После провала этой дипломатической демонстрации и даже после траура по великому Масарику и аншлюссу Австрии Бенеш продолжал бесперспективные демонстрации дружбы между союзниками. Именно с этой целью был приглашен в Прагу министр иностранных дел Франции Ивон Дельбос в тот самый момент, когда бушевало пламя судетского кризиса. Ни одного дня не проходило без инцидента. Всюду стоял вой и визг. Судетские немцы буйствовали. Их депутаты в парламенте, журналисты в газетах, ораторы на многочисленных митингах во всю глотку требовали «административной независимости».

За всем этим чувствовалась не только «дирижерская палочка» Гитлера, но был ясно слышен его голос под аккомпанемент оркестра. Этот голос, напоминавший шум, возникающий при разрывании батистовых простыней на куски, нарушал покой «нейтралов» и безгрешников, постепенно повышаясь на верхних нотках. Стоило только щелкнуть рукояткой радиоприемника, и на вас выливался ушат брани, от которой перехватывало дыхание. В ушах звенели часто повторяющиеся слова: Дойчланд, национал-социалисмус и абер.

Теперь Гитлер к этим «лейтмотивам» добавил новый. К началу или концу каждого предложения теперь прибавлялось «герр Бенеш» или «дер Бенеш». Ясно было, что глава германского государства начал нападки непосредственно на личность президента Чехословакии. Это напоминало вызовы Ахиллеса Гектору во время Троянской войны или дуэли между князьями в средние века. Однако Бенеш делал вид, что не слышит вызова Гитлера. Он словно проглотил язык и уже помалкивал о военной мощи Чехословакии, о прочности созданной им системы безопасности; президент, мрачно задумавшись, уединялся с министром иностранных дел, чтобы найти «юридическую» форму решения злосчастной судетской проблемы, или вел неофициальные переговоры с депутатами немецкого меньшинства. Эти последние стали вести себя как представители иностранного государства, а Бенеш был склонен удовлетворить некоторые их требования. Однако эти требования каждый раз возрастали и уже выходили за рамки Судетской области, простираясь на исконные чешские земли. Обнаглев, судетские немцы пошли еще дальше. «И Прага наша, – говорили они, – потому что все дворцы, замки, памятники и мосты в этом городе построили наши предки». Наложить немецкий ярлык на Прагу, на прекрасную Прагу, которую чехи называют «Злата Прага!» Нет, это уж слишком, это последняя степень наглости! Не говоря уже о Бенеше, с этим не смог бы примириться даже самый уступчивый человек.

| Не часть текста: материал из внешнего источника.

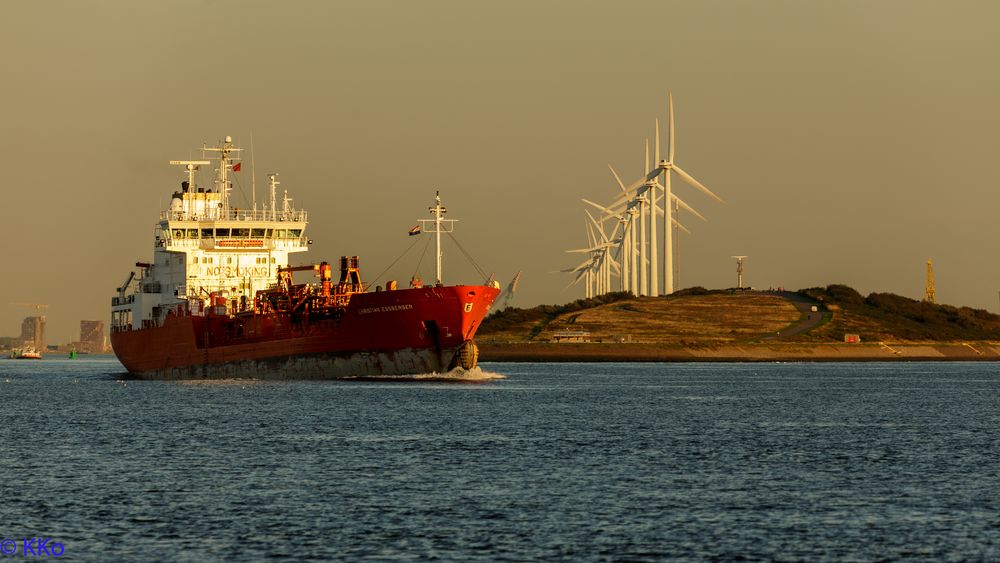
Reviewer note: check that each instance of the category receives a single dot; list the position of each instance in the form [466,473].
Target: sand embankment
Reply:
[607,352]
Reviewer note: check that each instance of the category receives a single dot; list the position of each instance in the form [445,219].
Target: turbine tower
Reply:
[666,168]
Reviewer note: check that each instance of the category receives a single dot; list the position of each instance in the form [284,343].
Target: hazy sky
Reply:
[852,141]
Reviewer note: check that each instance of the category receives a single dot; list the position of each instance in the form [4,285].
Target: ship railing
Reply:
[236,214]
[212,243]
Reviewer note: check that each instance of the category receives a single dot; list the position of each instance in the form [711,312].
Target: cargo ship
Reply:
[220,300]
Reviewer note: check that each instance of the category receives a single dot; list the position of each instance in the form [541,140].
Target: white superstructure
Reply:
[206,251]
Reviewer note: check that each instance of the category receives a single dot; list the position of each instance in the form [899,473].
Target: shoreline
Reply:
[607,352]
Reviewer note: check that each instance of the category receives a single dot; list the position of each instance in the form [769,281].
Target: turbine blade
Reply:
[651,175]
[617,179]
[606,210]
[670,147]
[656,154]
[646,154]
[689,209]
[687,178]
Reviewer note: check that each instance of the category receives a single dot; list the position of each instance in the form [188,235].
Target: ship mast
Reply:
[440,226]
[225,162]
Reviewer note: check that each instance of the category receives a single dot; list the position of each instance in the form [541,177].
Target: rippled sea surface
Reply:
[555,462]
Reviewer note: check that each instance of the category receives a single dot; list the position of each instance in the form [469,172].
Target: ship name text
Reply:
[385,309]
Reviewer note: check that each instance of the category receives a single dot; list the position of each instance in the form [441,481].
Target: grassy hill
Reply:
[889,317]
[697,315]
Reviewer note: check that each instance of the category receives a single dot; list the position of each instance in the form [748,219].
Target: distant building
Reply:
[571,336]
[33,332]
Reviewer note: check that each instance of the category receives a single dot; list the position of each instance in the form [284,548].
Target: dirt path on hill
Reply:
[810,319]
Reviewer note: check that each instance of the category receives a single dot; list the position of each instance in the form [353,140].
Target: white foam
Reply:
[457,375]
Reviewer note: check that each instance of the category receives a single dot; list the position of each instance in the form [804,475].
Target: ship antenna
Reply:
[273,178]
[440,226]
[253,176]
[192,167]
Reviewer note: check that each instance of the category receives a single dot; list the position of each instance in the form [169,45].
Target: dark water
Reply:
[556,462]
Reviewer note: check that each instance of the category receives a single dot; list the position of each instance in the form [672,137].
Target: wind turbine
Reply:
[665,168]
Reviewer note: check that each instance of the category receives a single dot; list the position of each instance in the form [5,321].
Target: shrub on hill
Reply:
[891,315]
[499,321]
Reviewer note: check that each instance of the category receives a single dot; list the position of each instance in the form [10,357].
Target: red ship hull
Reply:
[401,332]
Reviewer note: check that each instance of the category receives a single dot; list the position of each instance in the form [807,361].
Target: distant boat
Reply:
[29,354]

В это тревожное время в Прагу прибыл министр иностранных дел дружественной Франции. Какое впечатление могла произвести на него такая обстановка? Было неясно, даст ли ему двух-трехдневный визит возможность понять всю глубину опасности, надвигающейся на Чехословакию? О чем он беседовал с чешскими коллегами? Кроме трафаретных речей, мы ничего не слышали. По проницательный наблюдатель не мог не заметить в лице господина Ивона Дельбоса, в его настроении и поведении вялость и рассеянность. Трудно было не заметить, что он обеспокоен и даже осунулся от этих переговоров. Я беседовал с ним в течение пяти-десяти минут в холле Чернинского дворца и могу выразить его состояние только одним словом – «растерянность».